Montgomery County authorities charged Schroeter in the case in February at the recommendation of an investigating grand jury. District Attorney Risa Vetri Ferman had instructed jurors to consider more serious charges including homicide and involuntary manslaughter, but the jury found that the slaying was essentially an accident.

Schroeter was a firearms instructor at the facility, where Kedra and the four other victims were training on a new firearm.

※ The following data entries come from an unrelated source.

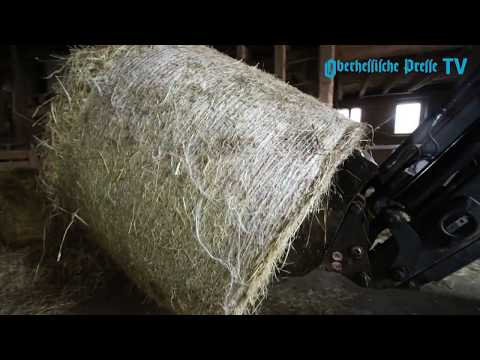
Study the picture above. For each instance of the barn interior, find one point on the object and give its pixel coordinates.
(85, 281)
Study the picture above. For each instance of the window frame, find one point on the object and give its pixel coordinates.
(411, 100)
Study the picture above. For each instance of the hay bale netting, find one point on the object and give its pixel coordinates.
(193, 170)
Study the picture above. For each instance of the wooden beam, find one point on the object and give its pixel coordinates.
(242, 52)
(422, 83)
(21, 92)
(361, 52)
(281, 62)
(326, 86)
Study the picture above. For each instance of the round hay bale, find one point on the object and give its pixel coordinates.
(193, 170)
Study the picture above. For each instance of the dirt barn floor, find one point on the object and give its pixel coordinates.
(35, 280)
(96, 291)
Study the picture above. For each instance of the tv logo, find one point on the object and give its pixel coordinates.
(460, 68)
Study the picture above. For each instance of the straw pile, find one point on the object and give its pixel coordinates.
(192, 170)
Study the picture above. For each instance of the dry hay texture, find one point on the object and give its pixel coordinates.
(192, 169)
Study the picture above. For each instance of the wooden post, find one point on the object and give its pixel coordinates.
(242, 52)
(281, 62)
(325, 86)
(20, 99)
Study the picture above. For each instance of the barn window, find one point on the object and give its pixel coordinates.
(354, 114)
(407, 117)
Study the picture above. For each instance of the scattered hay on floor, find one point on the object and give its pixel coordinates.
(31, 284)
(191, 169)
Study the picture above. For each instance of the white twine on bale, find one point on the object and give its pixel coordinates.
(234, 158)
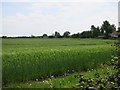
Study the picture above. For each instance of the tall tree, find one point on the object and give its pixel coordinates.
(107, 28)
(66, 34)
(57, 34)
(95, 31)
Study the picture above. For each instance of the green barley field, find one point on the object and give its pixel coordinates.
(34, 58)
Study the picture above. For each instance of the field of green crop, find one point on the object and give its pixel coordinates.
(30, 59)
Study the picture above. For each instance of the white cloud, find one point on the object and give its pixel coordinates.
(60, 0)
(68, 18)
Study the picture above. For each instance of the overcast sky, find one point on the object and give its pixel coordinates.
(26, 17)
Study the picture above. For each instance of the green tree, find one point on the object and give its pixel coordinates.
(95, 31)
(57, 34)
(86, 34)
(44, 35)
(66, 34)
(107, 28)
(78, 35)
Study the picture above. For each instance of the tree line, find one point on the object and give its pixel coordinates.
(104, 31)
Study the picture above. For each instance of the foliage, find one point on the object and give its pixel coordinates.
(66, 34)
(27, 59)
(112, 81)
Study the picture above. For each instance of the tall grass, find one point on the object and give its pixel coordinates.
(24, 64)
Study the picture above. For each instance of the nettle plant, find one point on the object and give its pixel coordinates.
(109, 80)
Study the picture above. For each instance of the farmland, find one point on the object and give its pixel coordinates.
(30, 59)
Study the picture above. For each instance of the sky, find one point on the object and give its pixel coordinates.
(30, 17)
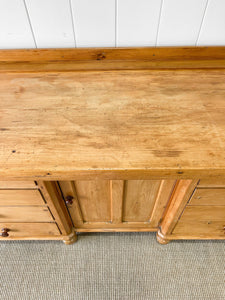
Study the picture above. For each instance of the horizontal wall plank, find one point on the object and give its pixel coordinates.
(180, 22)
(52, 24)
(94, 22)
(213, 27)
(137, 22)
(15, 31)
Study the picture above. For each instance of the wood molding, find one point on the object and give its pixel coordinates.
(86, 59)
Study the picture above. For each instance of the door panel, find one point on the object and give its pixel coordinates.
(94, 199)
(116, 204)
(139, 199)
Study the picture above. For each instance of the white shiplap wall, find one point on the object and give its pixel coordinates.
(110, 23)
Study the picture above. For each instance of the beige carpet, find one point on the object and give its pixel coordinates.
(108, 266)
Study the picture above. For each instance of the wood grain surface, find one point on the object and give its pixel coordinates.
(124, 124)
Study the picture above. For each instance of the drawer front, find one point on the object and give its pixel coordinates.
(116, 204)
(212, 196)
(21, 197)
(201, 221)
(25, 214)
(17, 185)
(212, 183)
(29, 230)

At the time of the shooting, Schroeter was “discussing the trigger mechanics” of a weapon when he fired the live round that struck Kedra, according to a grand jury report.

“Schroeter breached routine, yet critical safety protocol by failing to visually and physically check to ensure that his weapon was unloaded, failing to obtain confirmation from another that his firearm was not loaded and failing to point his weapon away from the direction of everyone present,” the grand jury found.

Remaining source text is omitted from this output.